Saturday, July 29, 2006
Don't take it personally
Nothing like a steam bath when you're fully clothed and there's nowhere you can take off your clothes without the police getting involved. So much for public places, especially the back patio at Poor Richard's.
I got a surprise when I arrived for lunch. Nancy Jo and Cathryn were there. I hadn't seen them since the Gay Pride Parade and I'm glad the boys surprised me today with the extra company. I had planned to have a quick lunch with the boys and spend the rest of the day in the air conditioned comfort of Rico's Internet cafe sipping a fresh fruit smoothie (called a Liquado at Rico's) and letting my fingers do the racing over the keys and get more of the new novel done, and maybe even finish the editing on last year's novel. Best laid plans and all that stuff.
Over great salads and sandwiches, we plunged into the conversational abyss. We talked about philosophy and religion. I'd always heard that was like setting off an atomic bomb in a tropical paradise. Everyone will hate you for blocking out the sun and moving the white sand beaches into a smoking hole in the middle of a devastated coral atoll, killing all the fish and food for miles around. Good move, Fix. Not good. Cathryn took the conversation personally when we moved into a comparison of different religions outside of Christianity. Nancy Jo, also Christian, was more tolerant. Cathryn wasn't. She got very upset and went inside for a while. When she came back out, she was still so incensed she said she was leaving and asked Nancy Jo to choose where she wanted to be -- on the back patio with us or going with her. Nancy Jo, ever the diplomat, suddenly remembered she was late for a celebration.

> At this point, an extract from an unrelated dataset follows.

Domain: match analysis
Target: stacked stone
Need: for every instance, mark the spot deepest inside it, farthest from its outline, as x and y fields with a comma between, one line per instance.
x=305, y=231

Religion in the midst of a friendly conversation? Not a good idea without a flak jacket and a bomb shelter in the middle of an iron mountain.
The boys and I finally moved inside to Rico's, dripping with sweat and hot (not in a good way). We sipped. We talked. We laughed a lot. I didn't get much writing done -- at first. Bear looked at the novel I'm editing and suggested more drag queens and a lot more melodrama, but I nixed that idea. He did say that anything that kept his attention for five whole pages and made him wait for a cigarette was good. He's not a big reader.
After a while, they left for home and I stayed and wrote for another hour or so. I got a lot done, fleshed out a few more scenes, did a little pruning and even wrote some new scenes in between clarifying old ones. I won't end up on the Harlequin shelves, but then I never expected to be there. I'll end up somewhere between romance and mainstream with a hint if the literary and I might even make it past the mid list. Besides, I have a deadline to meet.
More writing tomorrow and a trip in the country with Nel and Michael should round out an otherwise fun and interesting weekend. No talk of religion, although it won't matter tomorrow. We're all pagans.